(12) Alexandria

4 1 0
                                    

I parked my car in front of the brown shingled cottage home with a wraparound porch and white double front doors with glass panels. The Cunninghams’ home was beautiful, and it amazed me every time, but at heart, I still feel like it couldn’t compare to my mother’s beach house.

While walking up the steps, I glanced at how my Ford Fusion seemed out of place with the cars that were already parked there. There was Jackie’s red Hyundai Ioniq, Cooper’s Mercedes Benz C–class, and in front of the garage was Zack’s BMW X5 parked right next to Cece’s Volvo S60. For some reason, I felt as if my Ford didn’t stand a chance with these cars, but I loved it and had fought for it against my sisters.

Last year, when our father wanted to buy us a car, he was met with a challenge he hadn’t prepared for. We all wanted different cars and weren’t willing to compromise. Rosa wanted a navy blue Audi A4, Lily wanted a white Mini Cooper S, and I wanted a white Ford Fusion. The fight had lasted for months until, like everything pertaining to my sisters and me, my father decided he had had enough and teamed up with our grandparents and bought each one of us a car.

That was what the Moreno family knew how to do well. Throw money at their problems. When our father left and started his other—more loved—family, he would send expensive gifts for our birthdays and holidays, but never once did he ever decide to visit. It took a few years before our grandparents wanted us to visit them during school holidays, and whenever we went to Kingside to see them, they spared no expense.

My father and his family were never present in our lives. We saw them once or twice a year. Yet that didn’t stop them from being angry with our mother when they learnt that we were using her surname.

The door opened, bringing me out of my thoughts.
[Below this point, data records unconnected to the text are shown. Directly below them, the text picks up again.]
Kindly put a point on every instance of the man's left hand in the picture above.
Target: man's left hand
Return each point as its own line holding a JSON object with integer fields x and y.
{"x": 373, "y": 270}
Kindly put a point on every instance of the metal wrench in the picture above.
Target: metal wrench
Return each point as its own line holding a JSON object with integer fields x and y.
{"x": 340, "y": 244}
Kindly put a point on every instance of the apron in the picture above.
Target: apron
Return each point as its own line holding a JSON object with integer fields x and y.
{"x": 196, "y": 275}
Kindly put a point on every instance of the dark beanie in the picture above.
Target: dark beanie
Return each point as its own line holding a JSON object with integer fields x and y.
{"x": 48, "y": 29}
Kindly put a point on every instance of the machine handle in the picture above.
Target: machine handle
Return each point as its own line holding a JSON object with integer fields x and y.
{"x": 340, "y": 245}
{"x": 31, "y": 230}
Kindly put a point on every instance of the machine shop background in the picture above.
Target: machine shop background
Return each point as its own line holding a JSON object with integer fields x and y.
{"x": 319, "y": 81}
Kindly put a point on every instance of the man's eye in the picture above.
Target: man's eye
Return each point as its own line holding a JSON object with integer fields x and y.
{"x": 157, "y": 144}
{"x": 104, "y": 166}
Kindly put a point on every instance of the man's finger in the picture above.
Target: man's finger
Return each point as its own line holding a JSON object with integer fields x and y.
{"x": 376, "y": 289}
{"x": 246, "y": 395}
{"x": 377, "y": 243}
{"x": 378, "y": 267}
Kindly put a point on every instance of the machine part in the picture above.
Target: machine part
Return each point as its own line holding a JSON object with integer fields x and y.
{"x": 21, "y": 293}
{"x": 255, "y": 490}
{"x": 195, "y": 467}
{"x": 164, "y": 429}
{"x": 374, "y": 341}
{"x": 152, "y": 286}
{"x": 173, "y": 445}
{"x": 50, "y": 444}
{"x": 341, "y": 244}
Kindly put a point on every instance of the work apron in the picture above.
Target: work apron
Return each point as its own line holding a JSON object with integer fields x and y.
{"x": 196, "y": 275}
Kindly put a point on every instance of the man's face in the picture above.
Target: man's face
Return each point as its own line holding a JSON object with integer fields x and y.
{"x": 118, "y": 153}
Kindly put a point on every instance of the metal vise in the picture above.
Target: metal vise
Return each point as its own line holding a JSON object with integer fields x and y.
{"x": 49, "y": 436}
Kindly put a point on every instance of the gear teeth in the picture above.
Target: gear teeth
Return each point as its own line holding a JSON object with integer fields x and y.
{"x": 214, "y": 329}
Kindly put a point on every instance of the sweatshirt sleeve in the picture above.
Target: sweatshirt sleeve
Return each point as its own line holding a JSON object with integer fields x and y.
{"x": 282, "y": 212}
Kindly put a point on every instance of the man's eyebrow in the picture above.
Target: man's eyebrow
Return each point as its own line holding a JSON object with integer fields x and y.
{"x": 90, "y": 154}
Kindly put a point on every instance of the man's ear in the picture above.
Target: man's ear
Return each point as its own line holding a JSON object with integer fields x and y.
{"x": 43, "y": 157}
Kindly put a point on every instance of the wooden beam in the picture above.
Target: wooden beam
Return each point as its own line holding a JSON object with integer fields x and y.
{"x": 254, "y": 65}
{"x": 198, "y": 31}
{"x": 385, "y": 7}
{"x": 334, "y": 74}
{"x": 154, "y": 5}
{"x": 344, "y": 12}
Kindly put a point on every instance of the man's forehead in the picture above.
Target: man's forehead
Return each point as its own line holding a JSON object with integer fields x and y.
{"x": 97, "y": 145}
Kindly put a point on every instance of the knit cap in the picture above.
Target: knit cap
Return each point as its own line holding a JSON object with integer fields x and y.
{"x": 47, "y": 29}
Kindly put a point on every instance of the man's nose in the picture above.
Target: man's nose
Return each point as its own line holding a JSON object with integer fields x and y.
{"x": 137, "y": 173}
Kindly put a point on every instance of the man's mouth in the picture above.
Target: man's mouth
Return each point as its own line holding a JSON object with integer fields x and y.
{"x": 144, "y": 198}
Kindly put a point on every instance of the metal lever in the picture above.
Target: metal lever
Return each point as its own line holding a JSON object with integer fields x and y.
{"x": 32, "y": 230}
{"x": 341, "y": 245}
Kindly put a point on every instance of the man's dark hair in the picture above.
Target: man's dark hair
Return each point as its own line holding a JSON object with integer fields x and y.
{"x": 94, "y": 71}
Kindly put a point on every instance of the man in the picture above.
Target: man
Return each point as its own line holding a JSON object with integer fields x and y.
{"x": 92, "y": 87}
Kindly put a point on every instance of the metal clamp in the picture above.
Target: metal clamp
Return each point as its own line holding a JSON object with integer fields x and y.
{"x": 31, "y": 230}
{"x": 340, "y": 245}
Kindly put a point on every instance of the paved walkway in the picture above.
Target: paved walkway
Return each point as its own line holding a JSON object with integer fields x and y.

Cecilia grinned once she saw me.

“Oh, thank goodness, it’s you!” She exclaimed before closing the door. “I’m going through a crisis, and Jackie is no help.”

She grabbed my hand and made me take a seat on the rope swing sofa. Standing in front of me, she held out her hands, motioning me to look at her outfit.

“What do you think? Is it too much?”

I looked at her with a smile. She had her make-up done, which I thought was a bit much. She could have done a more natural look—or maybe I felt that way because I had the natural look going for me. Her hair was curled, which was something she did on special occasions, but I didn’t see it as too much. Her outfit looked perfect to me. She was wearing a blush pink shacket, a white tank top, a black mini skirt, and ankle booties.

Although seeing her outfit made me wish that I would have dressed up too. But I didn’t have the energy, and my mind was all over the place, and yet I still agreed when Cece called me to come and help her set up. I was wearing jean shorts, a white laced tank top, an oversized button-up shirt that I didn’t bother buttoning up, flat sandals, and my trusted locket that I got when I was sixteen with a picture of my mother and sisters on one side and a picture of Jackie, Cece, and Emmie on the other. The outfit had seemed appropriate at the time, but now I was wondering if it was good enough.

“Alex,” Cece called, agitated. “Get out of your head and tell me what you think?”

“You look great,” I told her honestly. “Your make-up is a little...”

“Too much?” she asked, and I nodded. “Well, I don’t care about the make-up, as long as the outfit is great.”

I grinned with a shrug. I didn’t have to ask her why she was worried about her outfit. The answer was obvious. Quinn Bellwood.

This is where having a crush sucked big time. Knowing that the person didn’t see you that way but not being able to stop yourself. I went through the same thing when I was fifteen and crushed on the sixteen-year-old Oliver. It was torture trying to look good for him and not knowing if he felt the same way. In the end, it turned out that he did, but it was too late by then.